O art. 178, § 2º, II, da Lei das Sociedades Anônimas (Lei nº 6.404/76) dispõe acerca das contas que devem compor o Patrimônio Líquido, que estão divididas em “capital social, reservas de capital, ajustes de avaliação patrimonial, reservas de lucros, ações em tesouraria e prejuízos acumulados. ”. Por conseguinte, o Patrimônio Líquido é um todo.
Dentre as contas previstas no passivo, está a do capital social e a aos prejuízos acumulados (lucros acumulados e devidos aos sócios). E, em relação a essas duas contas, existe a possibilidade de os sócios receberem o lucro acumulado, isento da tributação do imposto de renda, pois já foi tributado anteriormente, ou utilizar o lucro para aumentar o capital social, possibilidade, essa, expressa no art. 169 da Lei das S.A.
Nos termos do art. 169, há previsão expressa da possibilidade de se aumentar o Capital Social com a capitalização dos lucros. Nesse contexto, se existem lucros no Patrimônio Líquido e estes lucros serão distribuídos em dinheiro aos sócios, não incide o imposto de renda, pois já existiu a tributação antes da apuração do lucro. De outra maneira, se os lucros são distribuídos através de bens imóveis desincorporados do patrimônio da pessoa jurídica aos sócios, sendo o patrimônio uno, já mencionado acima, e sem distinção alguma em relação aos sócios, também não pode incidir o ITBI.
A única exigência que se pode fazer para o registro da transferência do bem imóvel ao sócio que o recebe em pagamento do capital reduzido, via distribuição de dividendos (lucros), é a formalidade da escritura pública, pois o art. 64 da Lei nº 9.934/94 só dispensa a escritura pública na hipótese inversa, isto é, transferência de bem imóvel para formação ou aumento de capital social.
Destarte, por versar sobre matéria excepcional, o referido art. 64 deve ser interpretado de forma restritiva, ou então de forma estrita sem qualquer ampliação.
Do exposto até aqui, numa interpretação sistemática, não incide o ITBI na desincorporação de bem imóvel na distribuição de lucros aos sócios. Como visto, se existindo lucros a pessoa jurídica pode aumentar o Capital Social, na desincorporação ela diminui o Patrimônio Líquido.

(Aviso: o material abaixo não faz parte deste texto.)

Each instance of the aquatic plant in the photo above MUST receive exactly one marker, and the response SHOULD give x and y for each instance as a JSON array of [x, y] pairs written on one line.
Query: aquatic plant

Não faz sentido a pessoa jurídica ter que incorporar o lucro no capital social, elevando-o, para, só depois, desincorporar o bem ao sócio. Depois que os bens móveis ou imóveis foram integralizados ao Capital Social da pessoa jurídica, e fazem parte, por conseguinte, do Patrimônio Líquido da empresa, não há diferença entre eles quando são distribuídos os lucros aos sócios, ou acionistas, por imóveis ou dinheiro.
Para Roque Carrazza , assim como a incorporação de um bem imóvel à sociedade empresária é imune ao ITBI (entenda-se como não-incidência), o fenômeno oposto, isto é, a retirada de um bem imóvel do patrimônio da empresa também o é destacando-se “ Aduz acertadamente: “É incontroverso que a incorporação – que, em última análise, fortalece a sociedade – não sofre a incidência do ITBI. Esta é a própria dicção constitucional. Ora, a “desincorporação” – que a enfraquece – por muito maior razão (argumento a fortiori) também deve ser alvo do benefício constitucional em tela. Chega-se a esta conclusão até por uma questão de “simetria jurídica”.
Portanto, nos termos do que foi exposto brevemente no presente artigo, pela interpretação sistemática da CF/88 e da legislação infraconstitucional, não incide o ITBI quando um bem imóvel é desincorporado do patrimônio da pessoa jurídica pela transmissão ao sócio a título de recebimento de lucro acumulado.
Nesse sentido, é necessário que um advogado, que tenha conhecimento do assunto, possa auxiliar o cliente de forma completa em buscar o reconhecimento desta ‘não-incidência’ do ITBI, dentro de um ótimo planejamento, para a operação de desincorporação tratada aqui.